Operator put me through to Congress.... tell them I don't need them no more
So yesterday US President Barack Obama did something no other President has ever done - he introduced rules to force the US to cut emissions from its coal power plants.
The very next day China covertly announced its own carbon cap - though it didn’t look especially ambitious. Neither the announcement, nor the lack of ambition, are likely to be a coincidence.
The rules, introduced by the US' Environmental Protection Agency (EPA) could make a global deal on tackling climate change possible and create a framework for cutting emissions which might be mimicked around the world.
The only problem? If it’s based on these rules alone, it won’t be a very good global deal and it could cause a big fuss within the US.

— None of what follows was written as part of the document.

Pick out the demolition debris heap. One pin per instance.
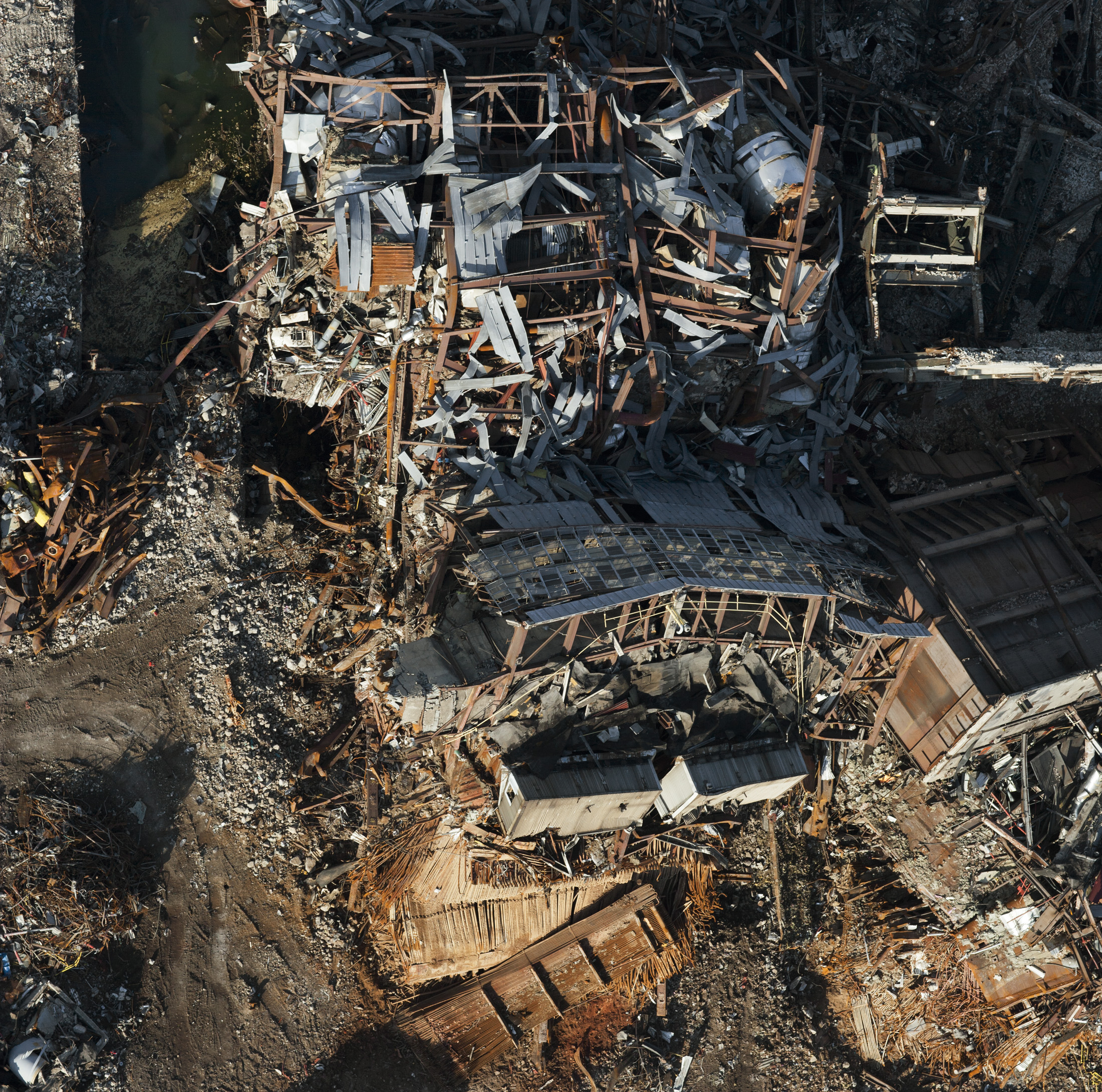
(626, 528)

The best of the press analysis is covered brilliantly by the Washington Post’s “Wonkbook”, like our notebook, but wonkier - but here are the key take-aways (as our US cousins would say).
Why it matters?
1) It shows the President can act alone to tackle climate change (kinda)
Obama has made it pretty clear that he sees climate change as a health, environmental and national security crisis, which is what gives him both a legal and moral right to use federal power to overrule both US states and Congress. This is not normal.

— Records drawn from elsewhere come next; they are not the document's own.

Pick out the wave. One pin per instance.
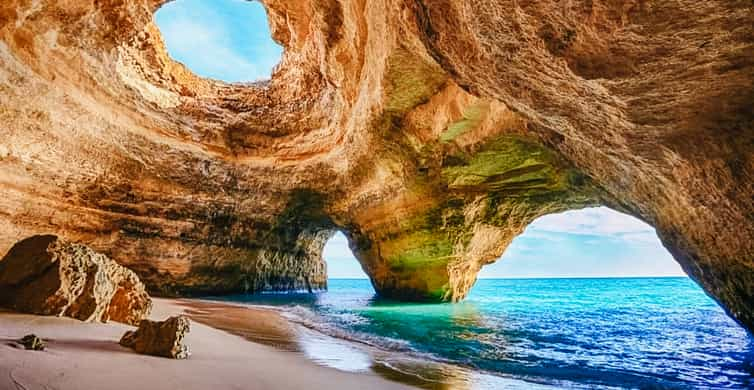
(310, 319)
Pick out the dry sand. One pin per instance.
(82, 356)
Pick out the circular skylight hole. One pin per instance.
(227, 40)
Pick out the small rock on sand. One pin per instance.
(159, 338)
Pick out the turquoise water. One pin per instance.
(622, 332)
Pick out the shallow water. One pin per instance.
(618, 332)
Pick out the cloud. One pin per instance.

The announcement by the EPA is based on the 1970 Clean Air Act which gives the President the authority to regulate harmful pollutants. The EPA has carried out studies into why carbon dioxide fits into this category - highlighting the impacts of climate change on health and the environment.
Why does all this matter? Not only is it the only way these rules could be passed, it also means when the President attends an international climate summit to discuss climate change he will be doing so as someone who actually has the authority to implement an international agreement. At least, assuming this authority survives the legal and political onslaught to which it will now be subjected.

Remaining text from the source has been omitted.